Ukraine’s Anti-Corruption Crackdown Targets Zelensky Allies
Ukraine’s Anti-Corruption Crackdown Targets Zelensky Allies as Power Struggle Over State Enterprises Escalates — Reveals Audio Tapes, Cash Stashes, and a Hidden Network
In a seismic turn that has thrust Ukraine’s internal power struggles into the global spotlight, the National Anti-Corruption Bureau of Ukraine has launched a sweeping operation targeting close associates of President Volodymyr Zelensky, uncovering what officials describe as a vast, decade-long corruption architecture embedded within the nation’s most strategic public enterprises — and the timing, according to The New York Times, is no coincidence.
Months after President Zelensky moved to weaken the independence of Ukraine’s anti-corruption institutions, replacing key leadership, restricting investigative powers, and pressuring oversight bodies to defer to presidential authority — the very agencies he sought to rein in have struck back with unprecedented force.
On Monday, agents from NABU descended on the residences of Timur Mindich, a powerful Ukrainian businessman with deep ties to the presidential administration, and former energy minister German Galushchenko, as well as the headquarters of Energoatom, Ukraine’s state-owned nuclear energy giant. Homes were ransacked, servers seized, and in one chilling moment captured on NABU’s official Telegram channel, bags filled with tightly bound wads of U.S. dollars, euros, and Swiss francs were laid out on a warehouse floor — the visible evidence of a financial empire built not in the shadows, but in plain sight of the state.
The operation, code-named “Black Grid,” was not merely about seizing cash. It was about exposing a system.
According to NABU, investigators have amassed over 1,500 hours of audio recordings spanning 15 months — conversations between Mindich, Energoatom’s former deputy director Dmitry Basov, and Igor Mironuk, adviser to Galushchenko — in which the manipulation of state contracts, the laundering of public funds, and the deliberate sabotage of transparent procurement processes were openly discussed. In one recording, Mindich is heard instructing Basov: “We don’t need tenders. We need signatures.

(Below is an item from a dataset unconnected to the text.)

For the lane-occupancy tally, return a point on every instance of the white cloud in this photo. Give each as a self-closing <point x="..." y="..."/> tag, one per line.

The president’s office will cover us.”
The New York Times reports that these recordings reveal a coordinated network operating at the intersection of politics, energy, and finance — a network that funneled hundreds of millions of dollars in state contracts through shell companies registered in Cyprus and the British Virgin Islands, then routed the proceeds through a single, unassuming office in central Kyiv, disguised as a consulting firm.
That office, now under surveillance, became the financial nerve center of what NABU calls “a high-ranking criminal organization embedded within the machinery of the Ukrainian state.” Its members did not steal from the state — they restructured it.
The targets are not minor players. Timur Mindich, once a relatively low-profile investor, rose to prominence as a key backer of Zelensky’s 2019 presidential campaign and later became a trusted intermediary in energy negotiations with European partners. Galushchenko, who served as energy minister until 2023, was instrumental in overseeing the privatization of regional power distributors — a process now under forensic audit for irregularities involving inflated valuations and no-bid deals.
The most explosive revelation? The corruption was not hidden from the president’s inner circle — it was enabled by it.
Sources within NABU tell The New York Times that internal communications show senior officials in the Presidential Administration were aware of the financial flows, and in several cases, personally approved the appointments of individuals later implicated in the scheme. When Zelensky’s team attempted to block NABU’s access to internal Energoatom documents in early 2024, citing “national security,” it was the agency’s refusal to comply — and the subsequent leak of the audio recordings — that triggered this full-scale crackdown.
Mindich, according to Verkhovna Rada MP Yaroslav Zheleznyak, was quietly evacuated from Ukraine before the raids began — a move that suggests foreknowledge of the operation. Galushchenko remains in Kyiv, under house arrest. Mironuk was detained at his office.
The laundering trail, investigators say, leads directly to the financing of political campaigns, the purchase of media outlets, and the payment of bribes to judges and prosecutors who once shielded these figures from scrutiny.
This is not a routine corruption case.
It is a reckoning.
For years, Western donors have poured billions into Ukraine’s reform agenda, demanding transparency, rule of law, and accountability. But behind the scenes, a parallel state was being built — one where loyalty to power mattered more than loyalty to the constitution. And now, the institutions meant to uphold that constitution have turned their gaze inward.
The timing could not be more politically charged. With the war still raging, international aid hanging in the balance, and the U.S. Congress preparing to vote on another $60 billion aid package, the revelations threaten to fracture the fragile consensus that has sustained Ukraine’s Western support.
NABU’s director, in a rare public statement, said: “We do not target individuals. We target systems. And this system was not built by criminals — it was built by those who believed they were above the law because they served the president.”
The message is clear: in Ukraine, the fight against corruption is no longer just about money. It is about who controls the state. And for the first time since 2022, the president’s own circle is on the defensive.